I have an excel like below
A B C
x y
1 abc 3 5
2 abc 4 6
1 def 5 7
1 qrs 6 8
2 def 7 9
When I read this with pandas using the code df= pd.read_excel(r'C:\Users\mys2kor\Desktop\Mappe1.xlsx',engine='openpyxl',header=[0,1])
I get the dataframe like so
A B C
Unnamed: 0_level_1 Unnamed: 1_level_1 x y
1 abc 3 5
2 abc 4 6
1 def 5 7
1 qrs 6 8
2 def 7 9
I want to filter Column a for 1 and column B for 'def' & get just one row as output.
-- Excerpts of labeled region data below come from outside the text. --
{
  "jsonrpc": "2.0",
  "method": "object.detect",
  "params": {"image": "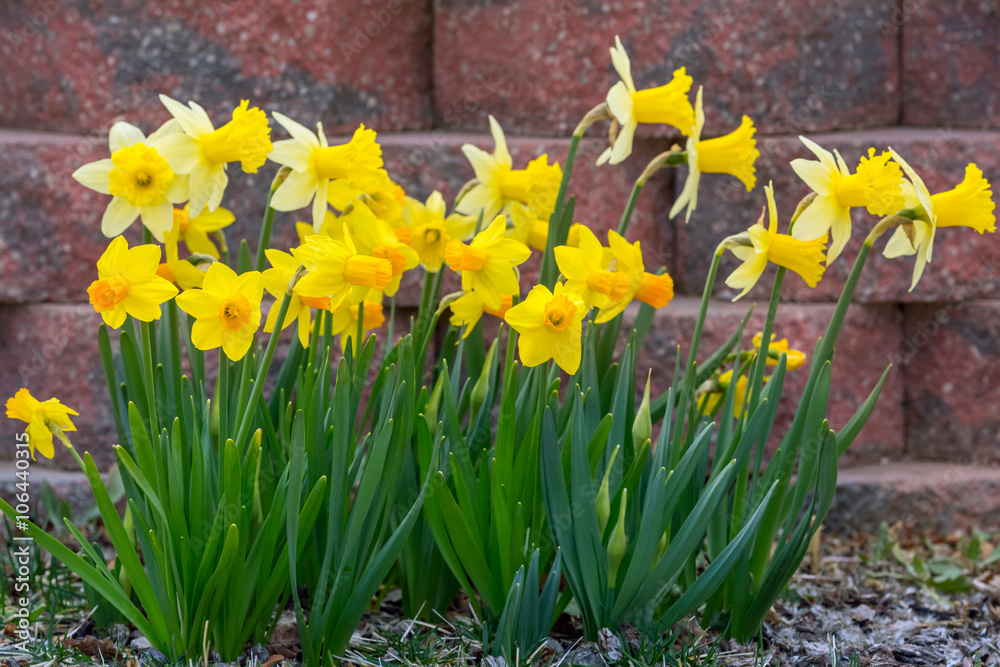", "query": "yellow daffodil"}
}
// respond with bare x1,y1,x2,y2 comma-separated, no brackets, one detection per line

When I do df["A"].filter(like="Unnamed")==1
and df["B"].filter(like="Unnamed")=='def'
separately, I get the proper boolean values
Unnamed: 0_level_1
True
False
True
True
False
and
Unnamed: 1_level_1
False
False
True
False
True
But when I put them together like so (df["A"].filter(like="Unnamed")==1) & (df["B"].filter(like="Unnamed")=='def')
, I get like below!
Unnamed: 0_level_1 Unnamed: 1_level_1
False False
False False
False False
False False
False False
How do I filter such that the output is
A B C
x y
1 def 5 7
CodePudding user response:
It looks like you could use the columns A
and B
as index while reading the excel file, then use indexing with loc
to query the index values:
df = pd.read_excel('...', header=[0, 1], index_col=[0, 1])
df.loc[[(1, 'def')]]